London is becoming more dynamic, more frenetic and more dramatic. But does this activity and wealth up the quality of life for Londoners? Will it create better transport, more beautiful squares and parks, streets and buildings? Can London's boom be made to create a more pleasurable city to inhabit? Or should we just revel in its chaos? 'Can London be both big and beautiful?' explores the merits and flaws of a rapidly growing city.

I personally think that more work and money should be invested in the restoration of the capital. We have beautiful buildings already, so why build these new extravagant buildings with masses of glass? And let the skyline be dominated by cranes. I love the fact that there is an historic gem round every corner in London.
Posted by: Stephen Day on 10/01/08 at 01:04PM
email: sday2@students.ucreative.ac.uk

London has already destroyed much of its urban fabric giving it a very fragmented appearance.
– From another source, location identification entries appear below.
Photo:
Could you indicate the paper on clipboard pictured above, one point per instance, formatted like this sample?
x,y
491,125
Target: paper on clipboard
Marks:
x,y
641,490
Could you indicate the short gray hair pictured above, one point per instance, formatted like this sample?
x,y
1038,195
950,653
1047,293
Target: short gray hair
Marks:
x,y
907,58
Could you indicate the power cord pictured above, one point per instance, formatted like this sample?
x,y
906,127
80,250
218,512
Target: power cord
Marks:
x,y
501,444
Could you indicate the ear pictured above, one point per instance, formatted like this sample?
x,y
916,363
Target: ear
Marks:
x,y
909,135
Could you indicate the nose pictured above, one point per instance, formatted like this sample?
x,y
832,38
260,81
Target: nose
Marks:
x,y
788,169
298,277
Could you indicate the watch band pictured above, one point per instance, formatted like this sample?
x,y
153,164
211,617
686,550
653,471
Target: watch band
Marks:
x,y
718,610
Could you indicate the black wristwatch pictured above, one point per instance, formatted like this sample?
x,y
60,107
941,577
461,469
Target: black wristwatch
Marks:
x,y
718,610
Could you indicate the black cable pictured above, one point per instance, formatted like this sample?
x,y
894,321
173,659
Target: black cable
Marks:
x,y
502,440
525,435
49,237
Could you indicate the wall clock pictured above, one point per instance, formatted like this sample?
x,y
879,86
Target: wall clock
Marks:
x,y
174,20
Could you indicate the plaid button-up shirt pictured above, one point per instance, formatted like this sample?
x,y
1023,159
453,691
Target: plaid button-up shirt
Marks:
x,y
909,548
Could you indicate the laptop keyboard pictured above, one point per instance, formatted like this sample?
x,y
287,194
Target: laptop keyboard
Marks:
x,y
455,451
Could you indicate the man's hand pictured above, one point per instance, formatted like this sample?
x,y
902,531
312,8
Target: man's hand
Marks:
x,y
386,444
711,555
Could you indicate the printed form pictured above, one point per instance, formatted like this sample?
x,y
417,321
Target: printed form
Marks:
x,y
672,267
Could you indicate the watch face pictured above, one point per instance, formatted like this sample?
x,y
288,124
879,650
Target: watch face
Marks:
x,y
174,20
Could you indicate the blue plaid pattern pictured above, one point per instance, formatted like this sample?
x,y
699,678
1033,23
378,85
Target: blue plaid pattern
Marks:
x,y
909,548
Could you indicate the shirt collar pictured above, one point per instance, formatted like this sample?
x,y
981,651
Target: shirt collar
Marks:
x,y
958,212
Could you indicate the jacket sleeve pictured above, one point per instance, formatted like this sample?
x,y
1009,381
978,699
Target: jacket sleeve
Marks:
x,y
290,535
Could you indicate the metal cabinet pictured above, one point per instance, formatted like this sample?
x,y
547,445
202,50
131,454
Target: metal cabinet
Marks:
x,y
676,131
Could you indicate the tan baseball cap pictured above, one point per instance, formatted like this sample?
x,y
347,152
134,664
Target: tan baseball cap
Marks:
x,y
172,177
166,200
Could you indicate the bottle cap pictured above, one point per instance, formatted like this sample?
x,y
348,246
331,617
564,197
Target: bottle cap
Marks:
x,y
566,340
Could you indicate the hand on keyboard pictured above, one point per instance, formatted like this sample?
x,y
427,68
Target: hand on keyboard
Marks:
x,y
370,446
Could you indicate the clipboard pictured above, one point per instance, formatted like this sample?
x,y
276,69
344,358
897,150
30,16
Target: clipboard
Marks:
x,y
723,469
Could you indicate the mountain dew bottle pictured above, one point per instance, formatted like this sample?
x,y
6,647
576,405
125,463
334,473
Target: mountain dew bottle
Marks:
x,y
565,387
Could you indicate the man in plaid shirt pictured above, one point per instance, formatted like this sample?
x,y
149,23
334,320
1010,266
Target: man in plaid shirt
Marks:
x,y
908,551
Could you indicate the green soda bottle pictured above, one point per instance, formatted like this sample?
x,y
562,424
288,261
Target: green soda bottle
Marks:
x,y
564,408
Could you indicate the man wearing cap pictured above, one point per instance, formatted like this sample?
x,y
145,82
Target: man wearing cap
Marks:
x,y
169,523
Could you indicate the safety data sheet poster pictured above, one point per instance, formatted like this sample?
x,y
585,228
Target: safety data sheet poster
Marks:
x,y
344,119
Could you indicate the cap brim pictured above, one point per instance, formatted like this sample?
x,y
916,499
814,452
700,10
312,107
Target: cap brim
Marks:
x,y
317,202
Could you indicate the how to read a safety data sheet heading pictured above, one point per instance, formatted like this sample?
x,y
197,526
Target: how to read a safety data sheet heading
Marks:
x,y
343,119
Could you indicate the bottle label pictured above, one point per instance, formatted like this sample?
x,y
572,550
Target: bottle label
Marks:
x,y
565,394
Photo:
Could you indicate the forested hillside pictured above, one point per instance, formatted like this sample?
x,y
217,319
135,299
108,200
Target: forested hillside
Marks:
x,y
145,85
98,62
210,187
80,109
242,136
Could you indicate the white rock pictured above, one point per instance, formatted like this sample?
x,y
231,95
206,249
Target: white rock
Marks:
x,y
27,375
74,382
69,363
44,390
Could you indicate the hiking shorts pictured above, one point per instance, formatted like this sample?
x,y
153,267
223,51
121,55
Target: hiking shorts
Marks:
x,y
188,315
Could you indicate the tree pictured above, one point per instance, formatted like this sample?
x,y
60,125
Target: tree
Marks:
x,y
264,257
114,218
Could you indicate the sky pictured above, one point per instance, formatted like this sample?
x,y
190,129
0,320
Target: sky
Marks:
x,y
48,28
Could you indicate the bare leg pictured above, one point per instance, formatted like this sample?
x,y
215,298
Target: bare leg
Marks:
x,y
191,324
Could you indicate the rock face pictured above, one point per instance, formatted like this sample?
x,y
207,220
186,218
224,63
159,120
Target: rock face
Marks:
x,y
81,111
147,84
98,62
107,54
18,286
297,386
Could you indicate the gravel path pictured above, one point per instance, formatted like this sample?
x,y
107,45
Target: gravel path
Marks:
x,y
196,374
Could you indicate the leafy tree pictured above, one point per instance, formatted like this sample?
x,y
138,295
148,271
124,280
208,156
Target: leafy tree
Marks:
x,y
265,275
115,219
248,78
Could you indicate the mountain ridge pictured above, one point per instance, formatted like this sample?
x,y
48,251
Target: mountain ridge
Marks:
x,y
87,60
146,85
Unfortunately much of the newest construction is repeating the mistakes made in the 50s and 60s. Many of the new buildings are devoid of human scale and ignore traditional rules of urban design. Despite the inclusion of pedestrian amenities, the explosion of sleek office estates has produced an urban landscape that is harsh, visually bleak, and uninspiring. More emphasis should be given to preserving districts rather then just individual buildings. A blank slate rarely produces great work. The best urban buildings are those that creatively detail with the restraint of responding to the existing context. As an American I have become an expert on this because in the US we have ruined virtually every city we have.
Posted by: Robert corby on 30/08/07 at 08:10PM
email: bcorby@clarkpatterson.com

Yes I believe it can. It's up to the architects and builders to have a bit more taste. Some of the buildings in Croydon but also the City and other place makes you wonder why they entered what is thought of as a relatively creative profession. The Victorians enlarged the city and did it well - most people like red brick. There's no reason why we shouldn't continue to produce attractive buildings and there's enough innovation around to find ways of doing this cost-effectively.
Posted by: ElisabethJ on 23/08/07 at 07:34PM

Yes I believe it can. It's up to the architects and builders to have a bit more taste. Some of the buildings in Croydon but also the City and other place makes you wonder why they entered what is thought of as a relatively creative profession. The Victorians enlarged the city and did it well - most people like red brick. There's no reason why we shouldn't continue to produce attractive buildings and there's enough innovation around to find ways of doing this cost-effectively.
Posted by: ElisabethJ on 23/08/07 at 07:26PM

The ugliest capital city in Europe.. no way back..
Posted by: Tiago Leitão on 23/08/07 at 04:26PM

London is already big but only beautiful in places. What we should do is leave the beautiful areas and improve the ugly ones. When London expanded outwards in the inter-war period it led to some nice suburbs but not so great inner cities. The difference: the suburbs were low rise and had large green spaces. Some central parts (e.g. Westminster and K&C) are like that too. We just need a drive to get to this standard elsewhere. Then all will be happy.